New predator from the prehistoric seas



Artist’s rendering of Pentecopterus. Credit: Patrick Lynch/Yale University

You don’t name a sea creature after an ancient Greek warship unless it’s built like a predator. 

That’s certainly true of the recently discovered Pentecopterus, a giant sea scorpion with the sleek features of a penteconter, one of the first Greek galley ships. A Yale University research team says Pentecopterus lived 467 million years ago and could grow to nearly six feet, with a long head shield, a narrow body, and large, grasping limbs for trapping prey. It is the oldest described eurypterid—a group of aquatic arthropods that are ancestors of modern spiders, lobsters, and ticks.
A detailed description of the animal appears in the Sept. 1 online edition of the journal BMC Evolutionary Biology.

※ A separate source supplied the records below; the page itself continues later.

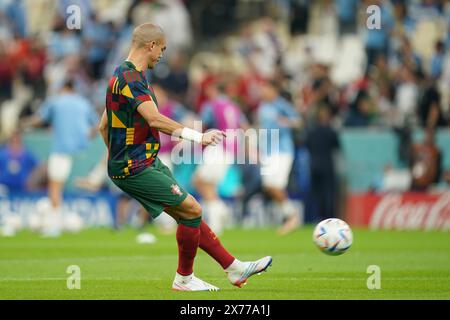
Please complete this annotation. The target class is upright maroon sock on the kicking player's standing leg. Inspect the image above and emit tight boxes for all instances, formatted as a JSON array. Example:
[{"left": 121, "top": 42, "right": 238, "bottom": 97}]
[{"left": 177, "top": 223, "right": 200, "bottom": 276}]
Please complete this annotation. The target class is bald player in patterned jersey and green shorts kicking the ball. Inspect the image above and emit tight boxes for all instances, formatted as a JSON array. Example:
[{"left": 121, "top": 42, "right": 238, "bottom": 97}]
[{"left": 99, "top": 23, "right": 272, "bottom": 291}]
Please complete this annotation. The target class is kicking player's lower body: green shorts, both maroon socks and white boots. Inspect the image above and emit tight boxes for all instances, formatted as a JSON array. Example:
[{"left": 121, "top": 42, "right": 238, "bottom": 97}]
[{"left": 113, "top": 161, "right": 272, "bottom": 291}]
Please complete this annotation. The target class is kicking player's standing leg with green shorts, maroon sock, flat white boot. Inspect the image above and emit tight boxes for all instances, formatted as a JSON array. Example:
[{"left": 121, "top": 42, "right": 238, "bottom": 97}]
[{"left": 112, "top": 168, "right": 214, "bottom": 291}]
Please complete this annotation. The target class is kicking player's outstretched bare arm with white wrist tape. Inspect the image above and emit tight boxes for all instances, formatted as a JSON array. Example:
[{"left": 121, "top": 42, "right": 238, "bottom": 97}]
[{"left": 137, "top": 101, "right": 225, "bottom": 145}]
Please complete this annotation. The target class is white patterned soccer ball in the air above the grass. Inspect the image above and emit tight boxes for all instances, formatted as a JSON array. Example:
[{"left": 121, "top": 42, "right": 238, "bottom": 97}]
[{"left": 313, "top": 218, "right": 353, "bottom": 256}]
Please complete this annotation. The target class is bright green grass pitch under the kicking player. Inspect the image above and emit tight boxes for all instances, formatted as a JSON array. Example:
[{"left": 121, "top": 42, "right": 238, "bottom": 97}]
[{"left": 0, "top": 226, "right": 450, "bottom": 300}]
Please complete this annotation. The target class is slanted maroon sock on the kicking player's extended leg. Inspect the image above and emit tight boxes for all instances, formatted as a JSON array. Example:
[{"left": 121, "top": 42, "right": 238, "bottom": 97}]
[{"left": 199, "top": 220, "right": 234, "bottom": 269}]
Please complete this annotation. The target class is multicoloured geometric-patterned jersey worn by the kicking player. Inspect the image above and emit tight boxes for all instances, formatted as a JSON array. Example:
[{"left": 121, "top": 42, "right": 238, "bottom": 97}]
[{"left": 106, "top": 61, "right": 160, "bottom": 179}]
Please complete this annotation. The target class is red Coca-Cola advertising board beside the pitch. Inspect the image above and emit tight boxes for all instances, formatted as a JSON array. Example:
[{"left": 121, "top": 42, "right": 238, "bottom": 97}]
[{"left": 346, "top": 192, "right": 450, "bottom": 230}]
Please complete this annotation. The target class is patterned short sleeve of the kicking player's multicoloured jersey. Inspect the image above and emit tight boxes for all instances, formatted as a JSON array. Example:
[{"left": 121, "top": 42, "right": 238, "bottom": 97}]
[{"left": 121, "top": 70, "right": 153, "bottom": 109}]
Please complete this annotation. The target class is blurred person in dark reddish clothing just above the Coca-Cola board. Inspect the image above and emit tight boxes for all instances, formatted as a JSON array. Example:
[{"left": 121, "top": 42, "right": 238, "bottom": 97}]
[{"left": 410, "top": 129, "right": 442, "bottom": 191}]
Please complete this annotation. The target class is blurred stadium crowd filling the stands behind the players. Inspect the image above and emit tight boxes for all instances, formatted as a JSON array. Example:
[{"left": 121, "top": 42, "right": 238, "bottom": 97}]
[{"left": 0, "top": 0, "right": 450, "bottom": 228}]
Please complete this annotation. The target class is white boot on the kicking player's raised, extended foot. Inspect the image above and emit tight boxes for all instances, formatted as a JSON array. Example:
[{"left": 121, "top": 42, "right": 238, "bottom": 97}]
[{"left": 225, "top": 256, "right": 272, "bottom": 288}]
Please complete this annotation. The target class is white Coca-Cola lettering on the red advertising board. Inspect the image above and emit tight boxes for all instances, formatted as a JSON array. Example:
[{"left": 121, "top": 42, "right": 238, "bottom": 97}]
[{"left": 369, "top": 193, "right": 450, "bottom": 230}]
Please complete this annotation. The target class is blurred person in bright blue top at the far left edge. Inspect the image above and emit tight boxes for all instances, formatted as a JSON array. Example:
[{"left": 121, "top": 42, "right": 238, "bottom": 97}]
[{"left": 0, "top": 132, "right": 38, "bottom": 192}]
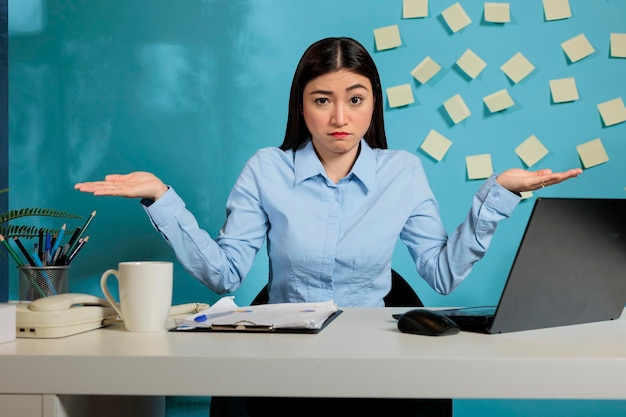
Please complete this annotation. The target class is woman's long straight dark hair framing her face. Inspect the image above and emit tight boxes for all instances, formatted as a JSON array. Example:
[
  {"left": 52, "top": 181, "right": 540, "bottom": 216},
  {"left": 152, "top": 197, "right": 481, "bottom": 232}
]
[{"left": 280, "top": 38, "right": 387, "bottom": 151}]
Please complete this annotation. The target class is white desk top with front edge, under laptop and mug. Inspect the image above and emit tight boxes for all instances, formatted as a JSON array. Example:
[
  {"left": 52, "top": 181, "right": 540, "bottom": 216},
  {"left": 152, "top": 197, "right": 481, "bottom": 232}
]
[{"left": 0, "top": 308, "right": 626, "bottom": 399}]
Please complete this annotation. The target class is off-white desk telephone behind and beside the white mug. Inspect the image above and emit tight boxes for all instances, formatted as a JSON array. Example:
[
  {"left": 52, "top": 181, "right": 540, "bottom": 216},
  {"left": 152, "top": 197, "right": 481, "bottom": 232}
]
[{"left": 16, "top": 293, "right": 209, "bottom": 338}]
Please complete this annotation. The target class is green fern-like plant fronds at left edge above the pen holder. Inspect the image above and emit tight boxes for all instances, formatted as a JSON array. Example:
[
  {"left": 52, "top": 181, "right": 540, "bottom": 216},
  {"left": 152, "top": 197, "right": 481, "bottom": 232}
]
[{"left": 0, "top": 188, "right": 82, "bottom": 239}]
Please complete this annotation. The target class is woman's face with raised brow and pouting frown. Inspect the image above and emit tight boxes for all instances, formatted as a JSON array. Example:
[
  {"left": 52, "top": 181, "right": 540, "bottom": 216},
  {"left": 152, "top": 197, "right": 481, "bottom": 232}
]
[{"left": 302, "top": 69, "right": 374, "bottom": 158}]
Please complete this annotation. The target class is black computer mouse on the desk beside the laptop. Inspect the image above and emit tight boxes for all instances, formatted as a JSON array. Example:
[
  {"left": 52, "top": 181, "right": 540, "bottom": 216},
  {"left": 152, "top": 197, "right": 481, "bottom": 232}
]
[{"left": 398, "top": 308, "right": 461, "bottom": 336}]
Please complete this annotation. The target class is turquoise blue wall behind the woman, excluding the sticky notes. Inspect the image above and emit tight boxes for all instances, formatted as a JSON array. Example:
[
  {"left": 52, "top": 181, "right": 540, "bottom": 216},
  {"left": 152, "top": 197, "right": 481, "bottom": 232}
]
[{"left": 9, "top": 0, "right": 626, "bottom": 415}]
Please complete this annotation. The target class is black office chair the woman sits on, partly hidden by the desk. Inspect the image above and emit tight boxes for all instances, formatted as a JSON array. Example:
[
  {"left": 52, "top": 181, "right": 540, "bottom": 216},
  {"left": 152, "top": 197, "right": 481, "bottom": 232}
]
[{"left": 209, "top": 269, "right": 452, "bottom": 417}]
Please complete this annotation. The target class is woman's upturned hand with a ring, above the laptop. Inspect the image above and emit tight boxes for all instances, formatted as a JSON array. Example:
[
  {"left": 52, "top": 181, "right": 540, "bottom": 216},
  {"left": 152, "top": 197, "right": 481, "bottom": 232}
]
[{"left": 496, "top": 168, "right": 583, "bottom": 193}]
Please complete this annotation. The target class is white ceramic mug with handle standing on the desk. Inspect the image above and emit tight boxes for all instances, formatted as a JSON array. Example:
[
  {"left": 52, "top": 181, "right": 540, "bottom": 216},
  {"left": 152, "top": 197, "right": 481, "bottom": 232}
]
[{"left": 100, "top": 261, "right": 174, "bottom": 332}]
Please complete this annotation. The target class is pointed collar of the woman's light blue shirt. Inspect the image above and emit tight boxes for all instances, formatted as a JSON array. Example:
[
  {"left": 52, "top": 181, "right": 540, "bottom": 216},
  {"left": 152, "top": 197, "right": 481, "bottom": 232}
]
[{"left": 294, "top": 139, "right": 376, "bottom": 190}]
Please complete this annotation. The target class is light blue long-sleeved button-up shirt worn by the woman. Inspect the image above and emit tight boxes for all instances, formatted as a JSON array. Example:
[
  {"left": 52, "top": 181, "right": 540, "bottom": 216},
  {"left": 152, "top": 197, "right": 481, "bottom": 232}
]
[{"left": 145, "top": 140, "right": 520, "bottom": 307}]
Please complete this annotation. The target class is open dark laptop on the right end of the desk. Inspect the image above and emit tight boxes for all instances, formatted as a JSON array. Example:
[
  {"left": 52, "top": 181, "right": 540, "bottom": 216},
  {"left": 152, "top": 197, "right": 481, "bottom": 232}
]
[{"left": 432, "top": 198, "right": 626, "bottom": 334}]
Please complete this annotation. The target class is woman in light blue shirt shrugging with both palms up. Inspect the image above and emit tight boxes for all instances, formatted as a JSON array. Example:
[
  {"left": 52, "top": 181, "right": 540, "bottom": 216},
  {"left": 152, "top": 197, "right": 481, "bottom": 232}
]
[{"left": 75, "top": 38, "right": 581, "bottom": 415}]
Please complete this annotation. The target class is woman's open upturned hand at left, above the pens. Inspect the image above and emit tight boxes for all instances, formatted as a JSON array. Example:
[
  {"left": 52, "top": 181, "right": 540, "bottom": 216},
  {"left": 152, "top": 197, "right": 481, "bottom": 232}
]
[{"left": 74, "top": 171, "right": 167, "bottom": 201}]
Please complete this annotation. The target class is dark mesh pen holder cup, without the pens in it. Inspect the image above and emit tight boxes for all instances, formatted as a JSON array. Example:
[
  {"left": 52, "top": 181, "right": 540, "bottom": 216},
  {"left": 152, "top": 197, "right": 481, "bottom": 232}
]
[{"left": 18, "top": 265, "right": 70, "bottom": 301}]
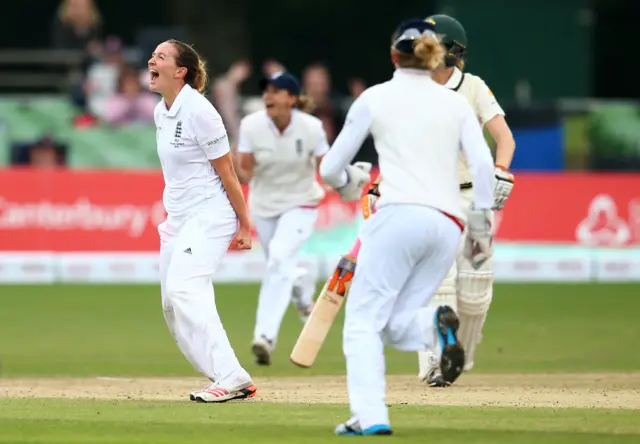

“This shows that eurypterids evolved some 10 million years earlier than we thought, and the relationship of the new animal to other eurypterids shows that they must have been very diverse during this early time of their evolution, even though they are very rare in the fossil record,” said James Lamsdell, a postdoctoral associate at Yale University and lead author of the study.

“Pentecopterus is large and predatory, and eurypterids must have been important predators in these early Palaeozoic ecosystems,” Lamsdell said.